Introdução: Miopia de Marketing

Miopia em marketing é um termo usado em marketing, bem como o título de um importante artigo em marketing escrito por Theodore Levitt. O artigo dele foi publicado pela primeira vez em 1960 na Harvard Business Review, uma revista da qual ele era um editor. O artigo de Theodore Levitt, tornou-se um clássico e atemporal, porque faz uma crítica a época sobre a dicotomia entre fazer marketing centrado no cliente ou fazer marketing centrado no produto. Esta discussão começou na década de 1960 e ainda hoje é atual. E a história mostra, que as empresas que escolheram fazer do cliente [o mercado] o centro de suas estratégias teve, muito mais sucesso, porque o mercado é soberano. Quem estabelece uma “Persona” [representação fictícia do cliente ideal de um negócio] em diversos mercados, tipo, B2B, B2C, B2G etc., hoje em dia, alcança o sucesso, mais rápido, do que aquelas empresas centradas em produto e ou serviços. Em resumo, Miopia em Marketing se refere a “se concentrar nos produtos em vez dos clientes“.

Theodore Levitt lançou o conceito de miopia em marketing em seu livro “Marketing Myopia”, no qual relata a curta visão das empresas, ainda pertinente perante o mercado em que atuam.

Muitas vezes a visão de uma empresa não consegue definir um planejamento adequado ao mercado, não alcançando proveito positivo de retorno. Há casos em que a economia está em crise e o mercado está saturado, mas quando os fatores do ambiente externo são favoráveis e a empresa permanece em níveis estagnados, isso é um sinal de falha administrativa e curta visão no planejamento estratégico da empresa.

Levitt sinaliza o perigo que as empresas correm quando se voltam para o produto e mantem uma relação “romântica” com eles, ao invés de se orientarem para o mercado e para as necessidades de seus clientes.

Segundo Levitt, quando o crescimento das empresas é ameaçado, desacelerado ou estagnado, a culpa não é proveniente de uma possível saturação do mercado, mas sim em virtude de uma falha administrativa. Essa falha pode ocorrer por não conhecer de forma completa o seu negócio de forma a não constatar que o seu foco deveria estar na satisfação das necessidades dos clientes, [que muda constantemente em função de diversos fatores, que inclui o comportamento do consumidor, tendências sociais, econômicas, políticas, tecnológicas entre outras].
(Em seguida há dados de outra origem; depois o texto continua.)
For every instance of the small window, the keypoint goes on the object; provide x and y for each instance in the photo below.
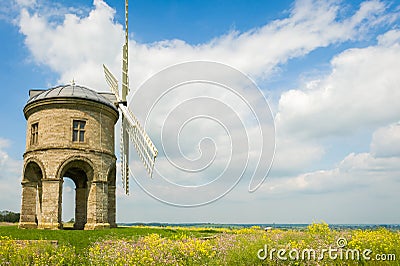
(78, 131)
(34, 133)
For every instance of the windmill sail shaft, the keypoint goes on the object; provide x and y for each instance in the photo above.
(125, 154)
(131, 130)
(111, 81)
(125, 56)
(144, 146)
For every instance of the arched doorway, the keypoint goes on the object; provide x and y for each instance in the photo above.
(31, 195)
(80, 172)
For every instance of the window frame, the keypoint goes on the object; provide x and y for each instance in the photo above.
(78, 133)
(34, 140)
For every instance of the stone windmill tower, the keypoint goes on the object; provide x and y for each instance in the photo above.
(70, 133)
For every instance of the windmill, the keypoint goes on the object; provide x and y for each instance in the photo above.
(131, 130)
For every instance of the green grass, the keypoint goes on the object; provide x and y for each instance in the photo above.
(81, 239)
(147, 245)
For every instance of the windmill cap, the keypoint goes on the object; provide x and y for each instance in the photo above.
(72, 91)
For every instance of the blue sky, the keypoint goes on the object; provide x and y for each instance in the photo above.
(329, 70)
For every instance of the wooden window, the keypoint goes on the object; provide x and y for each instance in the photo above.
(78, 131)
(34, 133)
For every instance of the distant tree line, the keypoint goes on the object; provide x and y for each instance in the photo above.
(9, 216)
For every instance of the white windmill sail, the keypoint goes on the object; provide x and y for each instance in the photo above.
(131, 130)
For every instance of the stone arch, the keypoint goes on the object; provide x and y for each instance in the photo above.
(81, 171)
(33, 174)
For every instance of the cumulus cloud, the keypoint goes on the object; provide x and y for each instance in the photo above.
(386, 141)
(379, 168)
(362, 90)
(78, 46)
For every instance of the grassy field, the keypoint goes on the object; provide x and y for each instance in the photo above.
(144, 245)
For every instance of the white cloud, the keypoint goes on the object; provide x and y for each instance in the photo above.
(26, 3)
(386, 141)
(376, 171)
(77, 47)
(361, 91)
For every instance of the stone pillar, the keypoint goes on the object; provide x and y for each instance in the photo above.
(51, 204)
(97, 211)
(111, 206)
(28, 205)
(80, 208)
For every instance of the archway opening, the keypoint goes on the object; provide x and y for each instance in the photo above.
(31, 196)
(68, 203)
(80, 172)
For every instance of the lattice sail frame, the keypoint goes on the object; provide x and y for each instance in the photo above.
(131, 130)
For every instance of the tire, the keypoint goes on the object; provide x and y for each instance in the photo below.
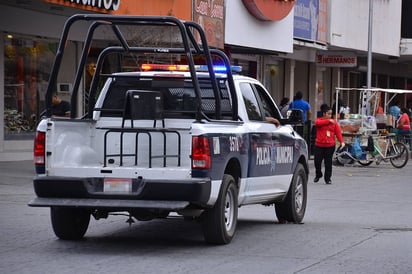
(365, 162)
(292, 208)
(219, 223)
(69, 223)
(398, 156)
(344, 159)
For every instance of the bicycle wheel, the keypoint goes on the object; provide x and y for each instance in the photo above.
(398, 154)
(365, 162)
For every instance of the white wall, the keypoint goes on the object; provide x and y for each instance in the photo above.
(242, 29)
(349, 25)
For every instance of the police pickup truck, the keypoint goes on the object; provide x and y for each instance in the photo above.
(189, 138)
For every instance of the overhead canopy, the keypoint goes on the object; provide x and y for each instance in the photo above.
(370, 98)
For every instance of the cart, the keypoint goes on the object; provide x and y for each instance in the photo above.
(368, 133)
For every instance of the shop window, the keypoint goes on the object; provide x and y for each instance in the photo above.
(27, 64)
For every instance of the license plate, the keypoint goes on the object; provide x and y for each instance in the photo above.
(118, 185)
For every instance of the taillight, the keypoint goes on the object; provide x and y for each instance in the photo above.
(39, 148)
(200, 152)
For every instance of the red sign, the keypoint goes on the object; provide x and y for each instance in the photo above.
(269, 10)
(335, 59)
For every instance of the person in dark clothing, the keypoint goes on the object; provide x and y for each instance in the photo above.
(60, 107)
(327, 130)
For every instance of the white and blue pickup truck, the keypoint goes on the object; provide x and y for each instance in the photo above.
(189, 139)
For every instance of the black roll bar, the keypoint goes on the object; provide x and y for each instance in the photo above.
(189, 47)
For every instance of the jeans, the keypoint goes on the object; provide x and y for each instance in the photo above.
(324, 154)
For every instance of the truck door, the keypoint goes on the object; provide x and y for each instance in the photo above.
(265, 176)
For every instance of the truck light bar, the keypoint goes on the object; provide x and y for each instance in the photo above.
(200, 68)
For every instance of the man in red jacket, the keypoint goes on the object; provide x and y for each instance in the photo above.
(327, 130)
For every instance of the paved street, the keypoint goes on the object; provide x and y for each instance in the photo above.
(362, 223)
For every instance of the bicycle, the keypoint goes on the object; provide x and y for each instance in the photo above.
(385, 147)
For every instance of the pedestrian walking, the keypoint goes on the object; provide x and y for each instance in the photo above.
(299, 103)
(327, 130)
(284, 106)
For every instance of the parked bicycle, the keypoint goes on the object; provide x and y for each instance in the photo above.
(376, 149)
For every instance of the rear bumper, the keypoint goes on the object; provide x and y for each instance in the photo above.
(88, 192)
(118, 205)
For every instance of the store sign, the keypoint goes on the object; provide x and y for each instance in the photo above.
(181, 9)
(210, 16)
(337, 59)
(101, 5)
(269, 10)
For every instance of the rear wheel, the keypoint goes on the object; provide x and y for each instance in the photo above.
(293, 208)
(399, 155)
(69, 223)
(219, 223)
(342, 156)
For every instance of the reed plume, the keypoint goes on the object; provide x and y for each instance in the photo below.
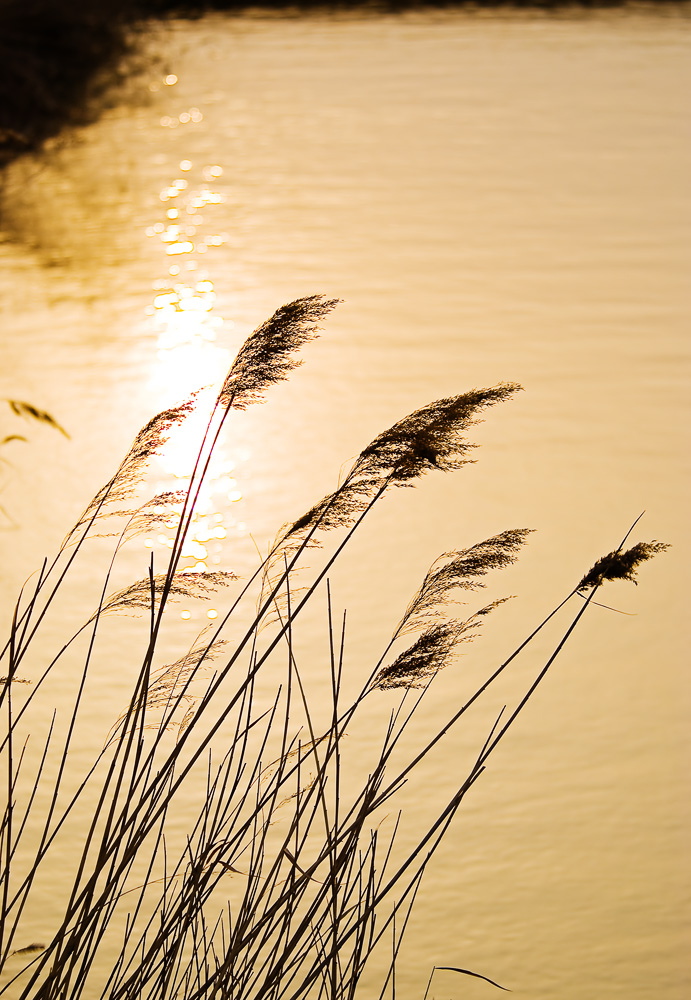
(266, 356)
(460, 570)
(430, 438)
(621, 564)
(138, 596)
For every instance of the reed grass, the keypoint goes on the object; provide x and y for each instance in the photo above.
(285, 883)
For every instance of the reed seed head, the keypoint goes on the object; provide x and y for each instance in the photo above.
(266, 356)
(621, 564)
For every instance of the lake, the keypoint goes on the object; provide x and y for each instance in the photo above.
(494, 197)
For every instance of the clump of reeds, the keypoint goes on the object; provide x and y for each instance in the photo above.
(284, 885)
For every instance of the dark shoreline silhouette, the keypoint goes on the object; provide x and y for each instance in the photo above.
(58, 60)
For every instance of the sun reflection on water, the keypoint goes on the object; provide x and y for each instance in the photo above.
(189, 356)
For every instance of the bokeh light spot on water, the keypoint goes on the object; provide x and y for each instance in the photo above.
(182, 314)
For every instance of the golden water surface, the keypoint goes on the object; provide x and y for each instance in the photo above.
(498, 198)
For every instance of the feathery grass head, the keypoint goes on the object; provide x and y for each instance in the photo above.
(621, 564)
(430, 438)
(461, 571)
(137, 597)
(148, 442)
(265, 357)
(431, 651)
(31, 412)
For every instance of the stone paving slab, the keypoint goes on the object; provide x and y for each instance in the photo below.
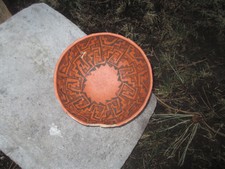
(34, 130)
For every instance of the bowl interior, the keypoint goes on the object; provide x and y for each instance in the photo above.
(103, 80)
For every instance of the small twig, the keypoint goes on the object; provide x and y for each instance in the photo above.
(214, 131)
(191, 64)
(176, 110)
(194, 113)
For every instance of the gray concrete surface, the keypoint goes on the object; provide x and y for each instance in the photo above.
(34, 130)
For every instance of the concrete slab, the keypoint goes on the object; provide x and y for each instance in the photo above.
(34, 130)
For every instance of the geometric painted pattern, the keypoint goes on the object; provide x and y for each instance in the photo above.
(80, 63)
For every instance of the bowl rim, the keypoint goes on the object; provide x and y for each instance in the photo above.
(102, 124)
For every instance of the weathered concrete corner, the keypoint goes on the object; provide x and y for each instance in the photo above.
(34, 130)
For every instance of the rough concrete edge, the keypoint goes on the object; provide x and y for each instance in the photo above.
(153, 102)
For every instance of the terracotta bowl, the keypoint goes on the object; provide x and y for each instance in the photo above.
(103, 79)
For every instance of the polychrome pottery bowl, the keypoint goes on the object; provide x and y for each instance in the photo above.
(103, 79)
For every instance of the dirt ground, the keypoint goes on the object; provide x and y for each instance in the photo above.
(184, 41)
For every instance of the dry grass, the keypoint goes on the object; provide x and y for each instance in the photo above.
(184, 40)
Para Levitt, a orientação quando se volta [apenas] ao produto é a causa do declínio de muitas indústrias. Nesse segmento da economia, podemos verificar um padrão de comportamento, chamado por Levitt como “ciclo auto ilusório”, determinado por quatro condições:  

  1. A crença de que o crescimento é assegurado por uma população em expansão,
  2. A crença de que não existe um substituto competitivo para o principal produto da empresa,
  3. O excesso de fé na produção em massa e nas vantagens do rápido declínio do custo unitário com o aumento da produção e
  4. A preocupação com um produto voltado à experimentação científica controlada, ao aperfeiçoamento e à redução dos custos produtivos.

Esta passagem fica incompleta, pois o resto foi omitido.